The Winston Show is their first release since that video, and, while it’s not the realization of that video, it is a defiant first step towards that experience. It also forges a new path for the synthesis between artificial intelligence and voice input, a technology that has been widely but ineptly explored since the rise of the Kinect.
This technical innovation is thanks in large part to the efforts of CTO Martin Reddy, a Pixar vet who, in more hirsute days, served as the hair model for Mr. Incredible. From his time with that company he learned to focus not on creating a realistic experience but “a believable one,” as he puts it.

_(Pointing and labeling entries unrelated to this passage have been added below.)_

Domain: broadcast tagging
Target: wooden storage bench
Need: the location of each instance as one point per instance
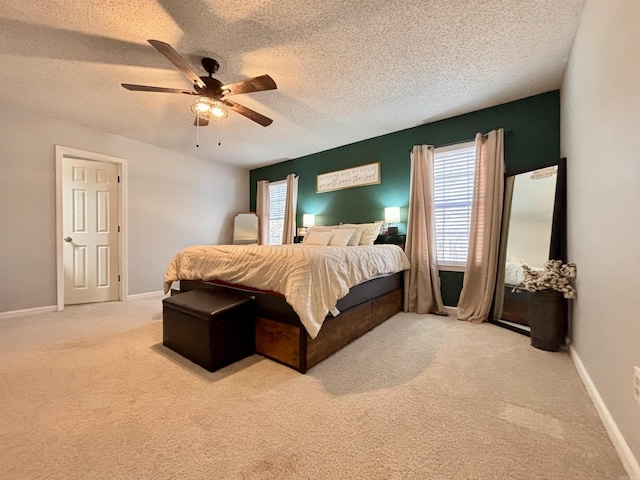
(211, 328)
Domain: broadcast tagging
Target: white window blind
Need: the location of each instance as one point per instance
(454, 168)
(277, 201)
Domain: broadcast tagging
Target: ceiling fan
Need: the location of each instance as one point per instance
(212, 101)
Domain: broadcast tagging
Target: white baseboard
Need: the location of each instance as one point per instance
(27, 311)
(629, 461)
(139, 296)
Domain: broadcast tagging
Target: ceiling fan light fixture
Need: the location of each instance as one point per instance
(208, 108)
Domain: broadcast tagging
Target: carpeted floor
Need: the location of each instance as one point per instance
(91, 393)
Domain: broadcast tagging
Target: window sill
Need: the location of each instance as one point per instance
(451, 268)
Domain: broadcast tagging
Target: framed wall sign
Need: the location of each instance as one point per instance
(351, 177)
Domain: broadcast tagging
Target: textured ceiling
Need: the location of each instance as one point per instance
(346, 70)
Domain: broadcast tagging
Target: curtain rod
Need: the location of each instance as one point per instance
(460, 141)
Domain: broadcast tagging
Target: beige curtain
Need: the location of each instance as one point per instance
(289, 229)
(486, 216)
(422, 282)
(262, 209)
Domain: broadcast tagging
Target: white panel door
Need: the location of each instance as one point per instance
(90, 229)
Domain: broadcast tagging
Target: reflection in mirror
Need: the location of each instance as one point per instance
(530, 222)
(533, 229)
(245, 229)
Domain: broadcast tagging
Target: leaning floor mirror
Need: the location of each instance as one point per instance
(533, 231)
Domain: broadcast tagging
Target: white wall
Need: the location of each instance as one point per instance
(600, 111)
(175, 200)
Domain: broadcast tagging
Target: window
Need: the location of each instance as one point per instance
(277, 201)
(454, 168)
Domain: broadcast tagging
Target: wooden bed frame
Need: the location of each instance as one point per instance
(281, 336)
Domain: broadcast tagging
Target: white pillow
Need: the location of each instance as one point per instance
(317, 238)
(355, 238)
(341, 237)
(370, 231)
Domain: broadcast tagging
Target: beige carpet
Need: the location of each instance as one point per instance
(91, 393)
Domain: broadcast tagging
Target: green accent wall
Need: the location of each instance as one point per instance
(532, 139)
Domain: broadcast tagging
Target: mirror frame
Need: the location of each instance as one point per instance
(558, 243)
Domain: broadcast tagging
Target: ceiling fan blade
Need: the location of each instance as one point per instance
(247, 112)
(175, 58)
(146, 88)
(256, 84)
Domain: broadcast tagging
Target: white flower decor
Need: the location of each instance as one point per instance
(555, 276)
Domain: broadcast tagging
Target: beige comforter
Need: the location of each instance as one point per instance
(311, 278)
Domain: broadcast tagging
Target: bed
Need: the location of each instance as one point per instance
(310, 300)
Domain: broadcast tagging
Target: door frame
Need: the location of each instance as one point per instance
(62, 153)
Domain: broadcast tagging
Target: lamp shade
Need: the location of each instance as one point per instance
(308, 220)
(207, 108)
(392, 214)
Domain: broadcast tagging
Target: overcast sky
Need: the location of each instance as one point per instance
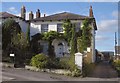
(106, 14)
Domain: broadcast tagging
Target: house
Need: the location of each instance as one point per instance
(22, 22)
(54, 23)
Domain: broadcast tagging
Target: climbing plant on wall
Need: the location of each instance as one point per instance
(85, 39)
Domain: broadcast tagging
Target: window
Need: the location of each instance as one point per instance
(59, 28)
(44, 28)
(78, 26)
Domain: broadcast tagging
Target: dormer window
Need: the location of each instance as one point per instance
(44, 28)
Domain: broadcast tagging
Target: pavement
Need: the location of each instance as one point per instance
(103, 74)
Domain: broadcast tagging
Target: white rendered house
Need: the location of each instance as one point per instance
(54, 23)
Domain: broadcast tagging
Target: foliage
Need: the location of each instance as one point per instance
(54, 63)
(79, 44)
(9, 28)
(20, 47)
(19, 41)
(88, 68)
(39, 61)
(67, 30)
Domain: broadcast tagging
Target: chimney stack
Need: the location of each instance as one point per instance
(44, 15)
(31, 15)
(38, 14)
(23, 12)
(91, 12)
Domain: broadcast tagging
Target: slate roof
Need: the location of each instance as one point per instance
(61, 16)
(64, 16)
(5, 15)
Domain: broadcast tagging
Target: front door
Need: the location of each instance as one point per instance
(60, 50)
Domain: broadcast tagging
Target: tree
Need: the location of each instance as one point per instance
(9, 28)
(67, 30)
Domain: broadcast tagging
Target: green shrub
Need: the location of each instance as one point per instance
(39, 61)
(54, 63)
(88, 68)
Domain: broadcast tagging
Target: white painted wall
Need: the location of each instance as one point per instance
(23, 24)
(52, 27)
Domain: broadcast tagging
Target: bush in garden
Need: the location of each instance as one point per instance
(39, 61)
(64, 63)
(88, 68)
(53, 63)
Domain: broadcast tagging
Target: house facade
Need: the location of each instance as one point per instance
(54, 23)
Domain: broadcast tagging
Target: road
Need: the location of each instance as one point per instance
(11, 74)
(104, 70)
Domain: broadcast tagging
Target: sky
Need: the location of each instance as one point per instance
(105, 13)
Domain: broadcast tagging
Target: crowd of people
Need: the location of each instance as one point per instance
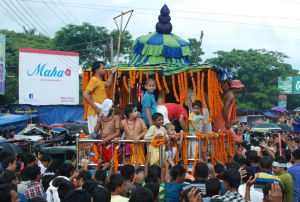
(263, 167)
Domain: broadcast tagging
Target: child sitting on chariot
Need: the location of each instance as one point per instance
(158, 135)
(134, 129)
(108, 125)
(174, 144)
(197, 125)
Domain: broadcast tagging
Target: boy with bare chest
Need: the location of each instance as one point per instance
(135, 129)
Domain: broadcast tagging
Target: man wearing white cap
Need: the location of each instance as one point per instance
(222, 121)
(279, 168)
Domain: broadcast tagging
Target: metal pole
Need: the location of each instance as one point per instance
(160, 156)
(77, 151)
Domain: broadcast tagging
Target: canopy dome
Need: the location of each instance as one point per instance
(161, 47)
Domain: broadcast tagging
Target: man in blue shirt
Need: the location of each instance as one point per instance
(294, 171)
(148, 102)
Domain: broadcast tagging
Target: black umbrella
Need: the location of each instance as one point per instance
(11, 148)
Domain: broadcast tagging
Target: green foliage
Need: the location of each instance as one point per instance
(258, 70)
(14, 41)
(196, 54)
(91, 42)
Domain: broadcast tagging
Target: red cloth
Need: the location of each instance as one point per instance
(175, 110)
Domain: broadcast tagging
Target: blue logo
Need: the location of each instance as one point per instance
(43, 71)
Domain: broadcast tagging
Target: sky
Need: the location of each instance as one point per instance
(231, 24)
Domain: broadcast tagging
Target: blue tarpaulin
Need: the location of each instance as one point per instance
(18, 121)
(50, 114)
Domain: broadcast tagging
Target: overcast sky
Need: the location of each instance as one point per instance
(240, 24)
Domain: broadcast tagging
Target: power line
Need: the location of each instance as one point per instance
(34, 20)
(181, 11)
(17, 15)
(10, 16)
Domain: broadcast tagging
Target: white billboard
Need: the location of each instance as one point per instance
(48, 77)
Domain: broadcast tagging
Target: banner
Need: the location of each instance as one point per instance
(48, 77)
(2, 64)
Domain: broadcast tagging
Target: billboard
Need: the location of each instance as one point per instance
(48, 77)
(2, 64)
(286, 85)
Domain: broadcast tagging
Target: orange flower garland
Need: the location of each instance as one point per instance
(198, 85)
(202, 91)
(125, 84)
(141, 78)
(157, 82)
(158, 142)
(174, 88)
(115, 160)
(194, 86)
(166, 85)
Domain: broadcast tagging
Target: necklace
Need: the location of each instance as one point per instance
(131, 124)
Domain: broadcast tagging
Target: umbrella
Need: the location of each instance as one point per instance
(265, 127)
(279, 109)
(11, 148)
(297, 109)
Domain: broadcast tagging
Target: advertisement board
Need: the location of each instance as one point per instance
(2, 64)
(48, 77)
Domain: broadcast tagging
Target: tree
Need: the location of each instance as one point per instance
(258, 70)
(91, 42)
(14, 41)
(196, 53)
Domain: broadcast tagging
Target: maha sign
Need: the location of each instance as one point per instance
(48, 77)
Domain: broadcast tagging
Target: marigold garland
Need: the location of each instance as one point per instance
(174, 88)
(125, 84)
(166, 85)
(141, 78)
(194, 86)
(158, 142)
(157, 82)
(115, 160)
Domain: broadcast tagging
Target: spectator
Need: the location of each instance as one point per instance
(117, 188)
(212, 188)
(45, 163)
(279, 169)
(141, 195)
(255, 195)
(232, 180)
(77, 196)
(172, 190)
(127, 172)
(294, 171)
(201, 176)
(265, 175)
(101, 194)
(34, 188)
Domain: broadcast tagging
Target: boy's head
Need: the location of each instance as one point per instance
(131, 111)
(201, 171)
(127, 171)
(279, 164)
(178, 173)
(117, 184)
(197, 106)
(46, 160)
(170, 129)
(150, 85)
(83, 177)
(98, 68)
(232, 179)
(213, 187)
(100, 176)
(34, 173)
(158, 119)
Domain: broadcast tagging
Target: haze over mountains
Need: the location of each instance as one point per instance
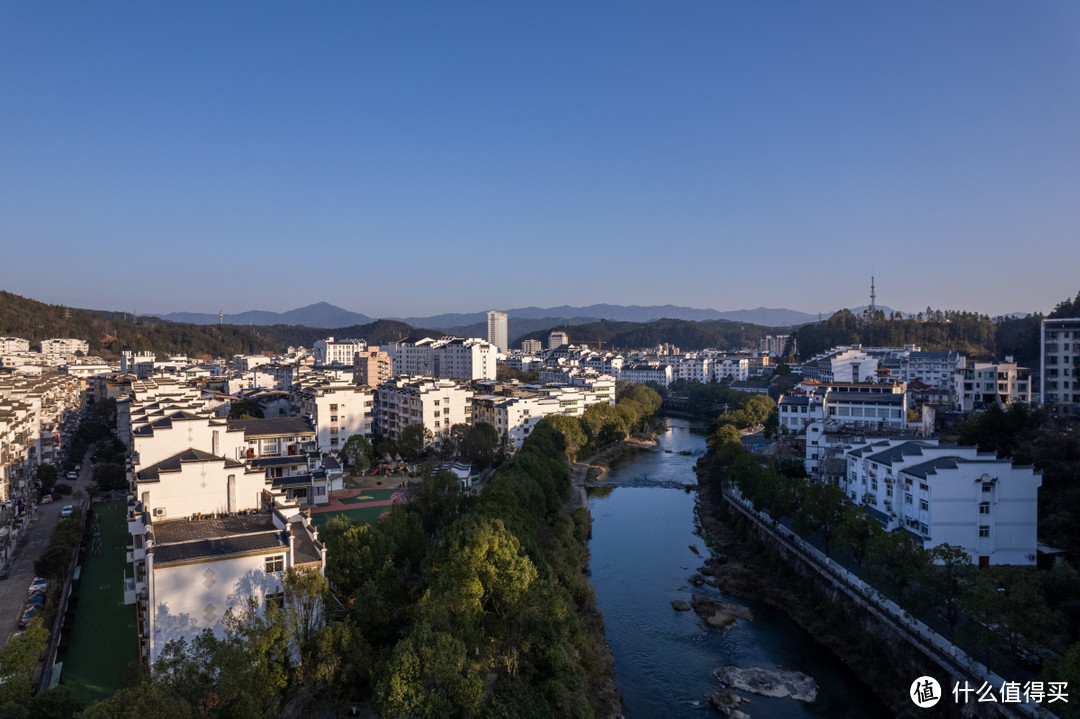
(323, 314)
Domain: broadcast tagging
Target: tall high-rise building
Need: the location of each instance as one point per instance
(497, 329)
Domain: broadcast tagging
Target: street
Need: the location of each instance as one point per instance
(14, 589)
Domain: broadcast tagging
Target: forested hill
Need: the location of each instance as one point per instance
(109, 333)
(685, 334)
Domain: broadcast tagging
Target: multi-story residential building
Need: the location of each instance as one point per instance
(497, 333)
(61, 349)
(14, 346)
(842, 364)
(337, 353)
(373, 367)
(463, 358)
(981, 384)
(1060, 365)
(773, 344)
(730, 369)
(531, 347)
(947, 494)
(437, 404)
(661, 374)
(338, 411)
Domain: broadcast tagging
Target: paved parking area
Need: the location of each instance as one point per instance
(14, 589)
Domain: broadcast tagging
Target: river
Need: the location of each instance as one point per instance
(644, 525)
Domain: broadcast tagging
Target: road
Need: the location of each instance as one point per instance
(14, 591)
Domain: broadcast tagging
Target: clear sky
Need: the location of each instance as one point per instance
(416, 158)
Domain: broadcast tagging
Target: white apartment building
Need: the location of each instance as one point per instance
(14, 346)
(1058, 365)
(662, 375)
(203, 542)
(730, 369)
(981, 384)
(497, 330)
(338, 411)
(694, 368)
(514, 416)
(463, 358)
(948, 494)
(437, 404)
(59, 349)
(844, 364)
(339, 353)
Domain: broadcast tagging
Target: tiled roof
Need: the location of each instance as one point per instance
(272, 426)
(175, 463)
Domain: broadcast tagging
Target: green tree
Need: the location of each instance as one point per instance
(820, 511)
(359, 452)
(18, 659)
(950, 580)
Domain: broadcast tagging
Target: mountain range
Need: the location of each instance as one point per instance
(323, 314)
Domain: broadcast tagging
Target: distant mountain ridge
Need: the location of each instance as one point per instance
(324, 314)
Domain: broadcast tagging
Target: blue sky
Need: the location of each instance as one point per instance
(417, 158)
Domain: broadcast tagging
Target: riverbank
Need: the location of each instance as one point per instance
(753, 571)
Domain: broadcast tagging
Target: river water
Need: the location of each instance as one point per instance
(644, 525)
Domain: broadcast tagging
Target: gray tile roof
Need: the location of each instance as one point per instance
(272, 426)
(176, 462)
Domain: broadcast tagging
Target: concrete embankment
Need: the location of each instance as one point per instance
(758, 564)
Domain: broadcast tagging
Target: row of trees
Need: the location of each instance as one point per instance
(1004, 608)
(604, 424)
(454, 606)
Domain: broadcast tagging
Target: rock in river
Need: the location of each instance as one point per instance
(719, 613)
(766, 682)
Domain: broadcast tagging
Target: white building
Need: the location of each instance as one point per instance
(981, 384)
(61, 349)
(662, 375)
(339, 353)
(844, 364)
(1058, 364)
(948, 494)
(338, 411)
(437, 404)
(557, 339)
(497, 333)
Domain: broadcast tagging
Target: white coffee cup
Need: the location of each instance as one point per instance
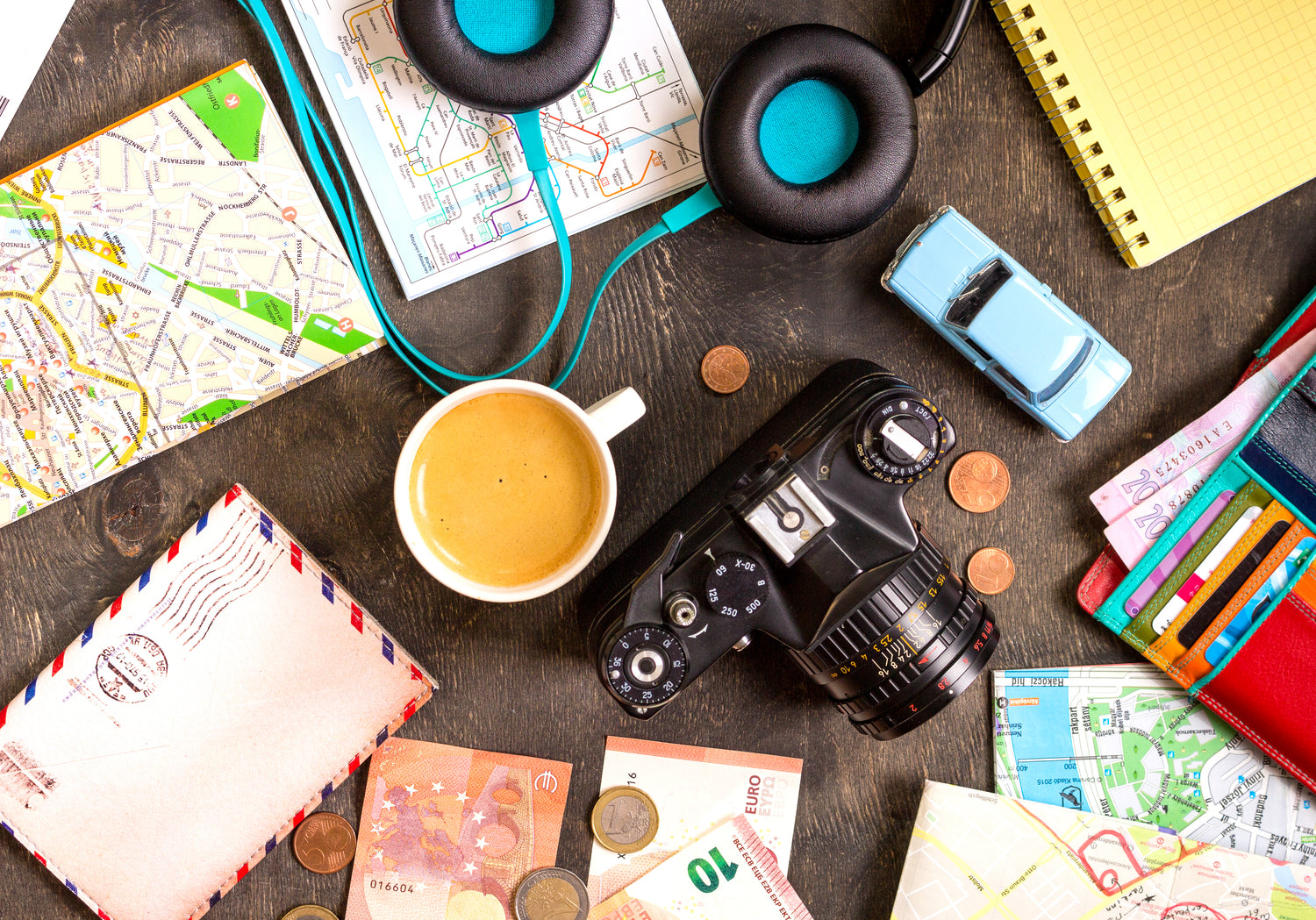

The distinction is important. “That’s very different from trying to say that you’re fooling a person into believing (they’re talking to) a human being,” he says.
Their only goal with Winston has been to create a character that children want to spend time with, and in that effort they have had to eschew much of the conventional wisdom about AI and voice input. Rather than investing in speech synthesis, for example, they employ an actor to portray Winston. Rather than having conversation threads dictated by engineers, the engineers created a system that allowed artists and writers to completely dictate the flow of conversation. “It should not,” Reddy says, “be people like me writing the content. That would be a pretty bad idea, we think.”
Another key component is the structure of the program. When first told to just talk to the computer, children didn’t know what to say. Similarly, when I first booted up the app I looked to test the boundaries, to “break” the toy. But by setting it up as a talk show, the authors are able to carefully circumscribe the nature, type, and rhythm of conversation. And because the responses are authored and characterful, something strange happens after awhile: we give in. We wear, as it were, a stupid hat.
For all the talk of immersion in videogames, little is said of coercion by them. Perhaps the willingness comes from the manner in which we interact with Winston. It’s nice, in other words, to talk, and to feel heard. “We have been communicating through talking for an awful long time, and so it seems like it’s an innate part of us as human beings,” Reddy says. “It hasn’t been explored an awful lot in entertainment.” This changes the rubric for interactivity. Instead of twitching a thumb and seeing immediate results, we speak and wait for them. These rhythms are still largely unexplored in games, and ToyTalk’s team is working hard to find the sorts of pauses and replies that feel right.
Reddy hopes that ToyTalk gets this right, first, with children, but eventually sees the technology scaling upward, to adolescents and then adults. But the question then becomes, to what end? Why do we need to talk to our iPads? The writer Sherry Turkle has questioned our willingness to do this, to offboard human interaction to machines. We are already employing robots as caretakers for our elderly and turning to them to help teach our children, but the dialogue between these generations ought to be preserved, she says. “We are literally building the machines that will allow their stories to fall on deaf ears,” she has said.
Reddy sees Toytalk’s work not as a surrogate for human interaction, but instead as a model for a more inclusive form of entertainment. It’s not meant to replace the time children spend with their parents but the time they spend with the TV. “Rather than passively looking through the television screen and having media thrown at you,” he says, “we’re trying to have kids talk, and to enunciate.”
And, at least in early testing, it’s bringing parents into the fray as well. Reddy says that when kids play with The Winston Show, they don’t tune out of the world around them. When parents walk by, they often chime in on the conversation. It’s easy, after all, to want to join in when you hear two people talking. For people looking to see videogames develop new audiences and types of experiences, this is an exciting prospect indeed.